With a static number of threads, there is a 1:1 correspondence of thread to connection, a connection will be reused among requests to its thread, and cleaned up appropriately after “conn_max_age” is reached.
With a dynamic thread pool, new requests spawn new threads with new ids, the existing db connections will not correspond, thus a new db connection gets created, even if there are idle db connections in the process.
When using WSGI(sync) + dynamic thread pool, or when using ASGI(async), persistent database connections will not be cleaned up and will eventually exhaust available connections on the database server. The “close_old_connections” function cannot clean up these old connections because…?
Even though the event loop in ASGI is single threaded, there is a threadpool for sync tasks:
As the pool allocates threads, they will also create new database connections.
Without persistent connections enabled, the handling thread will create a fresh db connection whenever it needs to talk to the db.
With persistent connections, the main handling thread will reuse the connection, but it does not know how to close it because the boundaries of an async request are not well defined in comparison to sync. IOW, the main thread doesn’t really understand that the connection can be released, so it leaves it running and creates a new one after “conn_max_age” has been reached.
An external database connection pool is the only way to control the total number of connections to the database when there are multiple web server processes running (e.g. Uvicorn workers). This is even more true when there are multiple processes and also multiple hosts in a cluster.
In the absence of an external pool, one can use an in-process pool (e.g., psycopg_pool) and benefit from reused connections. However, as worker count and server count increase for greater parallelism, the total count of necessary connections may exceed what the database server allows. So with greater number of workers and servers, the database parameters must be changed to keep up. This is manual maintenance and can easily lead to errors if changes are not kept in sync.

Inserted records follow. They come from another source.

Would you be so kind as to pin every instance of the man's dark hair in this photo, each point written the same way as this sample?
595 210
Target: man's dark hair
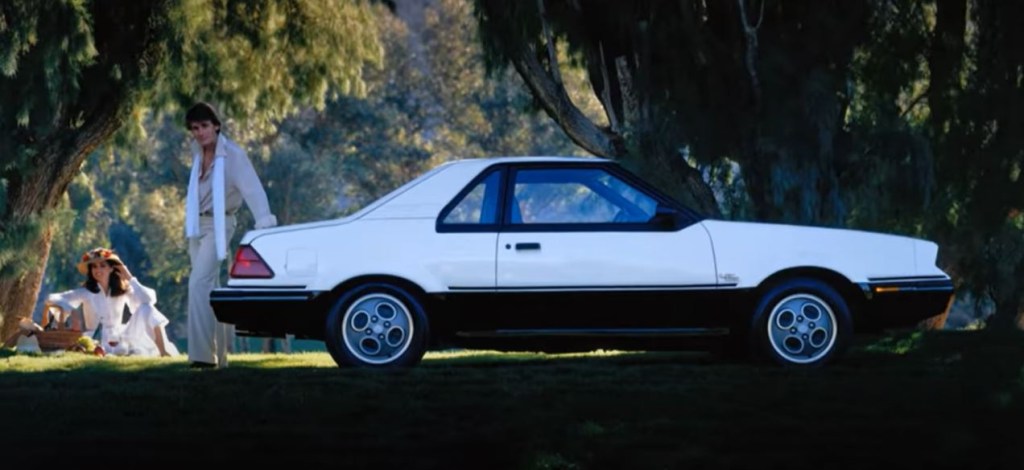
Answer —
202 112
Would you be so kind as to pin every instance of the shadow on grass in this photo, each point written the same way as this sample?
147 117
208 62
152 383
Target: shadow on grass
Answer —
913 399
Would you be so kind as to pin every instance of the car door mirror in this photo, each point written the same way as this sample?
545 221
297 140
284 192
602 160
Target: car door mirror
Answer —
666 218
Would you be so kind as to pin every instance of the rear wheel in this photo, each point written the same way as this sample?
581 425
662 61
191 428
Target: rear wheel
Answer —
377 326
801 323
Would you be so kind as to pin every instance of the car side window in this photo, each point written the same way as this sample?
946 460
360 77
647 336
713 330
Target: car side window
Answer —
479 206
577 196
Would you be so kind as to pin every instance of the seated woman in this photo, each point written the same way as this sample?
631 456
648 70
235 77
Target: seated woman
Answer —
108 289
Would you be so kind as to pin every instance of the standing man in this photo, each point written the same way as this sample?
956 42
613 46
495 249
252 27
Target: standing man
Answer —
221 177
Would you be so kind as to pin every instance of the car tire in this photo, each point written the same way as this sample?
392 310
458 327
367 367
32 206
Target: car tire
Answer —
801 323
377 326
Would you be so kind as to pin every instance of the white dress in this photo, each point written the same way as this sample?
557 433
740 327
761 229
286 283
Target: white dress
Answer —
103 312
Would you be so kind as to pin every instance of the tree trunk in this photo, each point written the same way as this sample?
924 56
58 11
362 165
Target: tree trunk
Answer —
1008 314
17 295
666 167
62 132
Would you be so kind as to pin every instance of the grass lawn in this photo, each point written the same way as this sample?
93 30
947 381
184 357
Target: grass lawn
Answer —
910 400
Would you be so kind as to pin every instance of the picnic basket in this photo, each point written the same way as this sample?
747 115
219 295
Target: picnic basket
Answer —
57 339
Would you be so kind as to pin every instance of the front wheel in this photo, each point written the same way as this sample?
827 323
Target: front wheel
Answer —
801 323
377 326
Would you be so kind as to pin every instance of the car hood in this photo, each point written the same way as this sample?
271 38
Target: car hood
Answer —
748 250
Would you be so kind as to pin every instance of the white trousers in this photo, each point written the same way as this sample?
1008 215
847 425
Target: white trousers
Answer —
208 339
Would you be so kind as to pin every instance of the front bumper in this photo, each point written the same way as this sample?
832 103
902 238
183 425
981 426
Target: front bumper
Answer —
900 302
271 312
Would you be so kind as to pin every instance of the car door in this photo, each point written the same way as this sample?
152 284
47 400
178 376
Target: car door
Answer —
586 247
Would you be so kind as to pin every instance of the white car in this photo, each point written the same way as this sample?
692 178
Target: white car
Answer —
568 253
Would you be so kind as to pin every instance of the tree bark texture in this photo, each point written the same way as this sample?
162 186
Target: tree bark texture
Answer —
78 124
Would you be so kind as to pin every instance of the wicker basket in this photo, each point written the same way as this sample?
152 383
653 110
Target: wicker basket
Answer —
57 339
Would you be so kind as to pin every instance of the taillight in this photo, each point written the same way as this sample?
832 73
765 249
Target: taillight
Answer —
248 263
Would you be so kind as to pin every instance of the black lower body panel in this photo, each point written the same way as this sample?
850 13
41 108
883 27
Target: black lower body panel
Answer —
903 303
271 312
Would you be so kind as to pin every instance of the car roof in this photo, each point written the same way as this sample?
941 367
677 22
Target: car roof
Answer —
496 160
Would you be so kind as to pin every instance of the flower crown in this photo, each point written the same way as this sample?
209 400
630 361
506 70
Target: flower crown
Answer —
104 253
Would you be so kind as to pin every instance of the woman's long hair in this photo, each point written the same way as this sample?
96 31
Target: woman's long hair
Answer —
118 286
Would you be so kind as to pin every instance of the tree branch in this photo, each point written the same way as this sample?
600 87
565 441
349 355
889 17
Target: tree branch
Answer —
556 103
752 46
549 41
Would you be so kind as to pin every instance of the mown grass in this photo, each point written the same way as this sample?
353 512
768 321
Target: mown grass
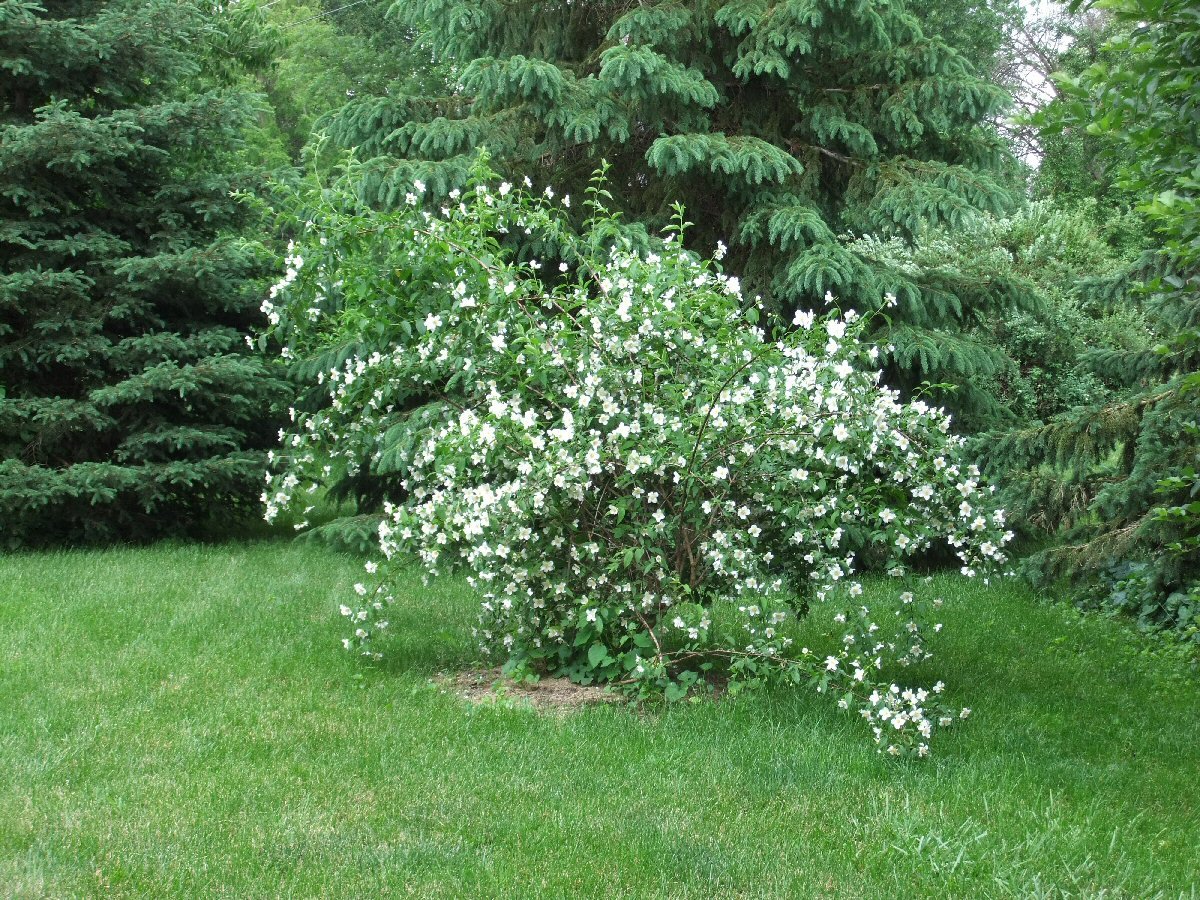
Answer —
181 721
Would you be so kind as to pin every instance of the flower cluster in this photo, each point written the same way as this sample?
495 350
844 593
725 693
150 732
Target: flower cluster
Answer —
642 484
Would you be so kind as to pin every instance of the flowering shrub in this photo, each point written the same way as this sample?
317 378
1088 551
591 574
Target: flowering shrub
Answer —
645 486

So your recommendations for ASGI are either to use an external pool, or bypass the ORM and use low level database pooling. In our case we are heavily reliant on the ORM with a large application, so the second choice is a non-starter. I am confused that you would present it as an option though, since it suffers the same weakness as any in-process pool in that it could exceed the db server’s connection limit with additional parallelism. Why would it be any better in the ASGI use case than psycopg_pool?
A related question — would you expect to see memory leaks, or excessive memory consumption, in a Django+Uvicorn application in which new db connections are constantly being created? Just intuitively it seems like this creates more work for reference counting or garbage collection to deal with.
Thanks again, I’m grateful for your time and hopefully this conversation will be helpful to others!
Hi, you are mostly spot on so I will answer just where there is something to add/clarify.
Because the way Django works is that is has a dictionary of thread id -> connection object basically. close_old_connections is only able to clean connections for it’s own thread id, it has no clue about those other ids and as such does not touch them (afaik there is also no way to enumerate active ids).
This is not necessarily true, we do know when a request is finished. The main thing here is that our thread local behaves differently in ASGI in the sense that every co-routine now pretends to be a thread.
An in-process pool always has an upper limit on the number of connections. So essentially you would say: “yeah my DB server can handle 10 connections and then limit the pool to 10”. In the end you will always be limited somehwere/somehow. In the case of async where you usually cannot easily limit the threads you get limited elsewhere. Doing that at the DB level is as good as elsewhere.
Yes, the dict thread id -> connection increases beyond bounds with persistent connections.
Thanks for the followup! I installed django-postgrespool2 and the application is much faster with lower resource utilization and memory leaks are all but gone.